Bilim

Kurbağaların Kaybettikleri Uzuvlarını Tekrar Çıkartmanın Yolu Bulundu!

Science Advances’te yayınlanan yeni bir çalışmada gösterilene nazaran, bacakları kopan kurbağalar, beş ilaçtan oluşan bir kokteyl içeren giyilebilir bir biyoreaktör kullanarak işlevsel uzuvlarını yine oluşturabildiler. Araştırma şimdi çok erken basamaklarında, lakin bu yeni yaklaşımın potansiyel olarak önümüzdeki yıllarda ve on yıllarda uzuvlarını kaybeden insanlara uygulanabileceği öne sürülüyor.

Araştırmanın yıldızları, kendi uzuvlarını doğal olarak yenileyemeyen bir çeşit olan Afrika pençeli kurbağalarıydı. Tufts Üniversitesi ve Harvard Üniversitesi araştırmacıları, yakın vakitte ampute edilmiş bir uzvu beş pro-rejeneratif bileşik içeren bir silikon kap içine yerleştirerek kurbağaların uyku halindeki yenilenme sürecini tetikledi. Her ilaç, iltihabı azaltmak, yara izine yol açacak kolajen üretimini engellemek ve hudut liflerinin, kan damarlarının ve kasların yeni büyümesini teşvik etmek de dahil olmak üzere kendi hedefini yerine getirdi.

Kurbağalar, ilaç dağıtan biyoreaktörü ampute art bacaklarının etrafına yalnızca 24 saat boyunca taktı ve sonraki 18 ay boyunca uzuv oluşumlarının ilerlemesi yakından izlendi. Tedaviyi alan kurbağalar, kemik uzunluğunda, yumuşak doku modelinde ve nöromüsküler tamirde uzun vadeli artışlar yaşadı. Yeni uzuvları, doğal bir uzvun kemiğine misal bir kemik yapısına, nöronlar da dahil olmak üzere daha güçlü bir iç doku tamamlayıcısına ve hatta uzvun ucundaki kimi “ayak parmaklarına” sahipti.

Çalışmanın muharriri ve Tufts Üniversitesi Profesörü biyolog Mike Levin‘in söylediğine nazaran “Bu kurbağalar büsbütün su altında yaşıyor, bu yüzden zıplamaktan daha fazla yüzüyorlar, fakat davranışları olağan kurbağalarınkine çok benziyordu – yeni bacakların hissi vardı, objeleri algılayabiliyordu ve su altında çok yeterli hareket etmek için kullanılıyorlardı.

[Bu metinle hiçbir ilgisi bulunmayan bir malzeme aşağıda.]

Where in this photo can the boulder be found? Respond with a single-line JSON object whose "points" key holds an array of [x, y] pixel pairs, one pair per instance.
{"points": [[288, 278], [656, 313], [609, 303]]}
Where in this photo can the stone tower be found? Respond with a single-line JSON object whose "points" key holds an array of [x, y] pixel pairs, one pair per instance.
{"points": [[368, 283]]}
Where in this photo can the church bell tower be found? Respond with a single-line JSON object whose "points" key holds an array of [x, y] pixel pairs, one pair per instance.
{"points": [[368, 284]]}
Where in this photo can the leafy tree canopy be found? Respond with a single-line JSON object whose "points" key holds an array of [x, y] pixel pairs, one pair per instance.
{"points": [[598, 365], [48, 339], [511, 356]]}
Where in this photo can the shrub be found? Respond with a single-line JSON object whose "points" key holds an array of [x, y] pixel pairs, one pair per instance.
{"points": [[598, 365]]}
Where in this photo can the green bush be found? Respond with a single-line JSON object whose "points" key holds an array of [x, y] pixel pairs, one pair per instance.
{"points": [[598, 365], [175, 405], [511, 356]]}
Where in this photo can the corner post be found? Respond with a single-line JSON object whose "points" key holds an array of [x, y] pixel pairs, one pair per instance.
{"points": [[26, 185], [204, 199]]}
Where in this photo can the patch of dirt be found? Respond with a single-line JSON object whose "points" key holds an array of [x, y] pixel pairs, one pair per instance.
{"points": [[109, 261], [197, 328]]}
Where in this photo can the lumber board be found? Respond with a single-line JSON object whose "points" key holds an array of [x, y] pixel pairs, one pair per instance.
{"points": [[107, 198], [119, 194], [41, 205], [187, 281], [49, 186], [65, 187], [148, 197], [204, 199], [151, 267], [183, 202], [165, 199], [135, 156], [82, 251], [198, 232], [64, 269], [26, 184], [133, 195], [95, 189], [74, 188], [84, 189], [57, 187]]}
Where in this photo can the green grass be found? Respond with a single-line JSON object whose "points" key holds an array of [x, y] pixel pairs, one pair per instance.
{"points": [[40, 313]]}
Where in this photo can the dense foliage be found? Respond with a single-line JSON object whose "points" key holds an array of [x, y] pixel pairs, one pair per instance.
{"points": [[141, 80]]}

Takımın evvelki çalışması, BioDome ile tek bir ilaç olan progesteron kullanılarak kurbağalarda uzuvların yine büyümesinin nasıl değerli ölçüde desteklenebileceğini göstermişti. Bununla birlikte, bu uzuvlar kolay bir sivri uç üzere büyüdü ve yeni çalışmada beş ilaç kullanılarak büyütülen uzuvlar kadar fonksiyonel değildi.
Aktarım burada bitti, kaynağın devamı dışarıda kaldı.